Tag version 0 represents the old tag format and is no longer valid after this RSKIP is activated. Version 1 is reserved for RSK223-only tags if that RSKIP is activated. This RSKIP mandates the use of version 2 for tags compliant with RSKIP224 but not with RSKIP223, and version 3 for tags compliant with RSKIP224 and RSKIP223.

If the BN field overflows, it wraps around zero.

For versions 2 and 3 of the tag, the field CPV is reintepreted as Commit-to-FamilyMember vector (CFV), and contains a reference to a previous mainchain block or uncle, linearly ordered.

Let's assume that a block at height i starts with a family length f(i) and the block references U uncle blocks. Then the mainchain block is assigned the family member index f(i), and an uncle at position j (starting from j=0) takes the family member index f(i)+1+j. We set r(i+1)=r(i)+1+U.

We don't mandate how the node should track the family length at each block. The length can be tracked implicitely by the node in the same way the node tracks the cumulative difficulty of a block, or it can be made explicit in the block header with another consensus change.

Let's assume the consesus change is activated a block number A. The block positioned at height (N-512) will be considered the starting point for counting family members, and it will have a family length of zero f(N-512)=0. The node should start tracking the family length at height A.

Similar to CPV, the CFV field is a vector V with elements v(j) (j = 0..6) where each v(j) consist of the the least significant byte (LSB) of the Bitcoin Block ID associated with the family member (parent or uncle) at height ( [(f(i)-1)/64]64 - j64 ). ([x] means x rounded down), where i is the block height.

Rationale

This change has no impact on the mining pool softwares, as it preserves the merge-mining tag length.

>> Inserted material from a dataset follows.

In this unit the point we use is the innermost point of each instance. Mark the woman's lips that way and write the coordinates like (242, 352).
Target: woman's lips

A drawback of this proposal is that nodes must build and cache the last 512 family members to allow fast lookup by member index. There are several different ossible implementation (each with distinct trade-offs) to allow efficient look up of family members by index:

  1. A cache can be built incrementally as new blocks arrive and older blocks are discarded, but the cache must be invalidated on forks. The cache is a map of the family member index to the block object.

  2. An LSB-cache is built for every block as an array of the 512 Bitcoin block LSBs corresponding to last 512 family members. When a block is processed, the LSB-cache of the previous block is first cloned, then modified according to the new block content, and finally stored in memory along the block or in a separate map by block hash. This cache of LSB-caches would provide constant time access when switching forks. The memory cost becomes at most 512*512 bytes, or 262 Kbytes.

  3. The LSB-cache can be stored in a cell of a fixed contract in the world state. Switching between forks would automatically switch the LSB-cache.

  4. The world state could store only the LSBs of the uncles of the current block (the tail of the LSB-cache). Swiching between forks would involve scanning the last (at most) 512 block world states collecting 512 LSBs, thus rebuilding the cache.

We suggest doing (1) or (2) as (3) and (4) require more coinsensus changes.

One possibility to redcue the node blockchain housekeeping is that the block header includes not only the block height, but also the family length, so the node doesn't need to track it. This functionality could be specified in another RSKIP.

Backwards Compatibility

This change is a hard-fork and therefore all full nodes must be updated. SPV light-clients and Block explorers that are always in sync do not need to be updated.

Test Cases

TBD

Security Considerations

This change improves the security of the network by allowing more accurate detection of forks.